Der Unternehmer Werner Falkenstern zeigte gestern Stadträten in Schelklingen das Bahnhofsgebäude, das er derzeit umbaut. Wie bereits berichtet, richtet er im Gebäude Zimmer ein, die er im Rahmen von Wohngemeinschaften vermietet. Außerdem ist ein Kiosk und eine Gastronomie samt Biergarten im Gespräch. Konkret ging es gestern Abend um eine Toilette im ehemaligen Eingangsbereich des Bahnhofs. Die soll von den Fahrgästen der Schwäbischen Albbahn genutzt werden. Falkenstern fragte wegen eine Beteiligung der Stadt an dieser Toilette an.

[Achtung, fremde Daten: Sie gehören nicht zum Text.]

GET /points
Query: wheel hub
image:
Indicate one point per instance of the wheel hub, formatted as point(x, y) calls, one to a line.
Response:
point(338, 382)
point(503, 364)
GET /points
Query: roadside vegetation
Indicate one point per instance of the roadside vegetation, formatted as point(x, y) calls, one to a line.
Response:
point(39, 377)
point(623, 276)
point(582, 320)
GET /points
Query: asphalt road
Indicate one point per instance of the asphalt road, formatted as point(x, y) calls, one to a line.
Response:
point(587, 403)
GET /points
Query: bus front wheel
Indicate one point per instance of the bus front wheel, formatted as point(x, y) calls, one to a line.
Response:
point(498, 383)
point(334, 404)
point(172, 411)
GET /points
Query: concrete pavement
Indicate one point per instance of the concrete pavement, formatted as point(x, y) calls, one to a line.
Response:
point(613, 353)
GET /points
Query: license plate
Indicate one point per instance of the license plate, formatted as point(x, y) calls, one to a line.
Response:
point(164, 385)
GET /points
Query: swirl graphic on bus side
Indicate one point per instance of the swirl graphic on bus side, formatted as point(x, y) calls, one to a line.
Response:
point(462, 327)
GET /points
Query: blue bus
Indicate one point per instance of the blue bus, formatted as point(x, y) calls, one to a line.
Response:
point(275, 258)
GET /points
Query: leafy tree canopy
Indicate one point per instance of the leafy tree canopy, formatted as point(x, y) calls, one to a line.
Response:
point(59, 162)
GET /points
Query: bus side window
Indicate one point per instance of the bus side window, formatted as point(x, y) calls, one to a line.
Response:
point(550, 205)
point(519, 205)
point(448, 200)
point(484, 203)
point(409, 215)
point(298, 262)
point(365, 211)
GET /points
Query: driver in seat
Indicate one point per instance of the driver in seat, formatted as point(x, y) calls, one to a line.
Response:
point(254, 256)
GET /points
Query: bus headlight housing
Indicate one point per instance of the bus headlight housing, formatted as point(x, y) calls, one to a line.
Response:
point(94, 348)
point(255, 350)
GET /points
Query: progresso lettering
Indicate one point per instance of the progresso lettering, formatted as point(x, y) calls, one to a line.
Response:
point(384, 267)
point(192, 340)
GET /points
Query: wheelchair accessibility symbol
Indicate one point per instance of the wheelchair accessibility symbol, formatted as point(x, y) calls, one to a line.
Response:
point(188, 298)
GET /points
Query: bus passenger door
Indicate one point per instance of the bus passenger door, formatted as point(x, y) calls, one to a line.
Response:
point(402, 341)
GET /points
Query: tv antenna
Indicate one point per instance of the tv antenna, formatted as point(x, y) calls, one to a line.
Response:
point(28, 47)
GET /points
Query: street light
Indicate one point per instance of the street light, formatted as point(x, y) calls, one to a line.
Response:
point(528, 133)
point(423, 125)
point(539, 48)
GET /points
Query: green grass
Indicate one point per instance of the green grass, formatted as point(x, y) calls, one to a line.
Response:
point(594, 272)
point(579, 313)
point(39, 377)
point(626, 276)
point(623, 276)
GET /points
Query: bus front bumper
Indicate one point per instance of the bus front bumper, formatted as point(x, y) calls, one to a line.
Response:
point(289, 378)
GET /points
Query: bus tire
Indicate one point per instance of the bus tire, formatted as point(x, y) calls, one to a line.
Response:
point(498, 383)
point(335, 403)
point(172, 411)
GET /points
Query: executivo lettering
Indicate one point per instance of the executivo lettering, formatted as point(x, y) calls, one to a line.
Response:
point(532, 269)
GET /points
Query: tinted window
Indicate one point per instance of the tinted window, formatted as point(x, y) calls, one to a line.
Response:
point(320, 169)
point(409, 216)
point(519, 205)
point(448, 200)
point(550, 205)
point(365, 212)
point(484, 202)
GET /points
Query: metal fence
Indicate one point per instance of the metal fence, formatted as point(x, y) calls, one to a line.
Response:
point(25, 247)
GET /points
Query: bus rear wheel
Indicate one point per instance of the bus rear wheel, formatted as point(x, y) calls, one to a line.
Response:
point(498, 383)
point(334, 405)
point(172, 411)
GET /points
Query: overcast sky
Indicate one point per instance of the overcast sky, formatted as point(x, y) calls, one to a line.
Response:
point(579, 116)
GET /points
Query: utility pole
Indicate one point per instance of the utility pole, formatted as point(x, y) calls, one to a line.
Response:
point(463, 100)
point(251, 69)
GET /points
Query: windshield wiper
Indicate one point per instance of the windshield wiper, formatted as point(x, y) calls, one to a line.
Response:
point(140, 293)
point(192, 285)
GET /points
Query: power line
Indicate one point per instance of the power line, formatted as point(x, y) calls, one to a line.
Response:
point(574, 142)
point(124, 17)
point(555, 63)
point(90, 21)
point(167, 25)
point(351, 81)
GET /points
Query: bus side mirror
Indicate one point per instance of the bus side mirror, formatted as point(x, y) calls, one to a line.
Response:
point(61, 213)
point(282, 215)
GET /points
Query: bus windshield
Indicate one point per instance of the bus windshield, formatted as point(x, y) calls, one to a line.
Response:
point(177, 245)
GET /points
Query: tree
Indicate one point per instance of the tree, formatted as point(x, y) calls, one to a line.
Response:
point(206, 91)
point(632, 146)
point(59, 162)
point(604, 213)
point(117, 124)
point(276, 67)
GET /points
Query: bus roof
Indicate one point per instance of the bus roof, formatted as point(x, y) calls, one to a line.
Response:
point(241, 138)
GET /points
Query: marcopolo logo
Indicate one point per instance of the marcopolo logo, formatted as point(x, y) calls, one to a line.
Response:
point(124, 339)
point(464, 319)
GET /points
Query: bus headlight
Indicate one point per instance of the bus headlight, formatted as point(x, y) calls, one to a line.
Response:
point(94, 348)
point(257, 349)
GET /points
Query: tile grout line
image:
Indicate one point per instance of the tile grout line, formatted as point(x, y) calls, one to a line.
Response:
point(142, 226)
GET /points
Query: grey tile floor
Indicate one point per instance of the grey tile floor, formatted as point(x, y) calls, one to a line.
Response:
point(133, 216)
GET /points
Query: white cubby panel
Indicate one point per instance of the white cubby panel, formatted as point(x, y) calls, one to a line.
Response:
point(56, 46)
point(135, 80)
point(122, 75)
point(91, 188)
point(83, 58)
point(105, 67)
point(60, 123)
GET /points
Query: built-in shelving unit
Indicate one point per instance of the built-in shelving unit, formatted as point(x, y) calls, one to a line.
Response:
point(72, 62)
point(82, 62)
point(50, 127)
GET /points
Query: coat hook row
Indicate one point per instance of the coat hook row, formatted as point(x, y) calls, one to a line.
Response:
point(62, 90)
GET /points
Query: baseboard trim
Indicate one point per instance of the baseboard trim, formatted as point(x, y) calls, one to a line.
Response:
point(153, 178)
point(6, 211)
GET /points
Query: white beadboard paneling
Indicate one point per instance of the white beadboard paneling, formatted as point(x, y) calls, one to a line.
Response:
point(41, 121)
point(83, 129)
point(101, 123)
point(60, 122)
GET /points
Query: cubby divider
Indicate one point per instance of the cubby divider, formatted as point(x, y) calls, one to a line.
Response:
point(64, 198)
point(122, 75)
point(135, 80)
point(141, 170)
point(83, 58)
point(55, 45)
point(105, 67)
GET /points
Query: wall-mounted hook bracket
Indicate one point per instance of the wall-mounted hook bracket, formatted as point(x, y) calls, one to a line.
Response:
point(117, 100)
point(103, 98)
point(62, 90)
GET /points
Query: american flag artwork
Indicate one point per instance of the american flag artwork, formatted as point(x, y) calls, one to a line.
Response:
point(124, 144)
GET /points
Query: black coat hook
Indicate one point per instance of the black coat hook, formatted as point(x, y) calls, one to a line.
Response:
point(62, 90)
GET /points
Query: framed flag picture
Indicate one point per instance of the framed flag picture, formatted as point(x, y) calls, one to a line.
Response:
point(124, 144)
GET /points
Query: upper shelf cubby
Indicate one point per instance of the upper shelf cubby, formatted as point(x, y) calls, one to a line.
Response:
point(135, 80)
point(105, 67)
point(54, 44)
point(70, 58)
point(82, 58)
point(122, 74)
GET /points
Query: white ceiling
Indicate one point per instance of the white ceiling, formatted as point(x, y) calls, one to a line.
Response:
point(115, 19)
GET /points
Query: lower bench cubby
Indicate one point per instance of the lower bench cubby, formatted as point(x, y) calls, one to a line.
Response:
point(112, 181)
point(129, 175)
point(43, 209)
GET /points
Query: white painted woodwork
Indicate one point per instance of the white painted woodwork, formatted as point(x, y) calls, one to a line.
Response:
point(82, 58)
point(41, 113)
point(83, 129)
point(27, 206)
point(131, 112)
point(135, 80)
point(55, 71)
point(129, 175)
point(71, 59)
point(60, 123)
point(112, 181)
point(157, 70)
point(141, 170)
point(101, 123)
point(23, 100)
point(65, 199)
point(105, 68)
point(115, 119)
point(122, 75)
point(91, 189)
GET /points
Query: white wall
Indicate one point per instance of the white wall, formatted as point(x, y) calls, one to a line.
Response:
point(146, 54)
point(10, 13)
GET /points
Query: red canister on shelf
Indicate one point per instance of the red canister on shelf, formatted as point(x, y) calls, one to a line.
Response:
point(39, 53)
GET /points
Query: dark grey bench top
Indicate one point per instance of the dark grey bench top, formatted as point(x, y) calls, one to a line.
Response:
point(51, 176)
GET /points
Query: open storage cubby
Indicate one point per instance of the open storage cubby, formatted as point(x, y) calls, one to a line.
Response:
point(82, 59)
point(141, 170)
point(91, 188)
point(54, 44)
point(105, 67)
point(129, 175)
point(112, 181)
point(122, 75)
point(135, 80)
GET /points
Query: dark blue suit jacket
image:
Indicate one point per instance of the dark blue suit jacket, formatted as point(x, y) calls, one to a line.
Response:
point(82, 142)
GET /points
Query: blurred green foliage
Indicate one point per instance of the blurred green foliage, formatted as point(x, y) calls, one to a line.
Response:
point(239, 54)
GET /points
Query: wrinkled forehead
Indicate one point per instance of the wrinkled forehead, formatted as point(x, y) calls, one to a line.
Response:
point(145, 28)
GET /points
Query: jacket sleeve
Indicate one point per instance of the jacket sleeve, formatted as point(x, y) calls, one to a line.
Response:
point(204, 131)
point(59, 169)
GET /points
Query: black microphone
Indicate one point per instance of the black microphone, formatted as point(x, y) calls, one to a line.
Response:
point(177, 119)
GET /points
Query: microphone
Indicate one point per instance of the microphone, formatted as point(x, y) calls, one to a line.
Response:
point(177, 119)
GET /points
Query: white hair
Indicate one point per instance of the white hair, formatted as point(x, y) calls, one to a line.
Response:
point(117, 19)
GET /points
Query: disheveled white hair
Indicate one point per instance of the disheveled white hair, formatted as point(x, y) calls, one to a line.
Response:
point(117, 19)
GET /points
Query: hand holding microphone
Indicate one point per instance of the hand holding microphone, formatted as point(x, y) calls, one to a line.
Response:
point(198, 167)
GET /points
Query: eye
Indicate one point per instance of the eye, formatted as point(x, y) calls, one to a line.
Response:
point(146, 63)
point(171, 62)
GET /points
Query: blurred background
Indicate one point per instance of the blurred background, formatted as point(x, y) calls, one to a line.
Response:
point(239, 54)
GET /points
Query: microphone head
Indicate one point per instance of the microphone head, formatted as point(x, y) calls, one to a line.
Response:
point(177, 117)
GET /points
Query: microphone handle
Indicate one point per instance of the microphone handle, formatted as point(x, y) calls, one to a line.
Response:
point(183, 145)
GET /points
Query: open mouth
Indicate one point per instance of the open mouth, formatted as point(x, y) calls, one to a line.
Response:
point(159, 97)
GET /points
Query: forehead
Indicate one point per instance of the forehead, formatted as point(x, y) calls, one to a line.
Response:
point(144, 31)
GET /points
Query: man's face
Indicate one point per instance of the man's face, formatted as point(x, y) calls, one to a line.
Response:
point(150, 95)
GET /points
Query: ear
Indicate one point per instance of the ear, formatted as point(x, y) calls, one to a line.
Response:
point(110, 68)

Bürgermeister Michael Knapp und etliche Stadträte zeigten sich skeptisch, nicht nur, was die Einrichtung der Toilette betrifft. Knapp wollte mehr Details wissen und zeigte sich "enttäuscht", dass etwa keine Grobplanung vorgelegt werde, wie das mit der Toilette und der Gastronomie gestaltet werden soll. Der Bürgermeister wollte unter anderem auch wissen, wie das mit dem Pächter für die Gastronomie aussehe. Derzeit gebe es noch keinen Pächter, sagte Falkenstern, es sei noch keiner gesucht worden. Es seien auch nicht vereinbart gewesen, bei der Besichtigung Pläne zu zeigen.

Michael Strobl (Freie Wähler) sah einen Interessenskonflikt zwischen der benachbarten Kult-Kneipe "Stellwerk" und den Gastronomieplänen im Bahnhof. "Stellwerk"-Wirtin Andrea Sieger war bei der Besichtigung des Bahnhofs gestern Abend dabei.

Bruno Baumeister (Pro Schelklingen) fragte nach den Brandschutzmaßnahmen für das Gebäude. Ein Brandschutzbeauftragter sei vor Ort gewesen, sagte Falkenstern. Franz Müller (CDU) riet dem Bauherrn, das mit dem Brandschutz unbedingt zu klären, weil man sonst im Falle eines Unglücks mit einem Bein im Gefängnis stehe.

Weitere Räte wollten wissen, wie es mit einer Nutzungsänderung für das Bahnhofsgebäude sei, wenn jetzt Zimmer für Wohngemeinschaften eingebaut würden. Es seien immer Wohnungen in dem Gebäude gewesen, sagte Falkenstern. Es sei Sache der Stadt, da nachzuhaken, sagte Ute Krey (Pro Schelklingen). Dem widersprach Bürgermeister Knapp in der anschließenden Sitzung. Es sei Sache des Bauherrn, wenn nötig Genehmigungen einzuholen. Die Stadtverwaltung werde sich mit dem Landratsamt in Verbindung setzen und die Sache besprechen, kündigte Knapp in der Sitzung an.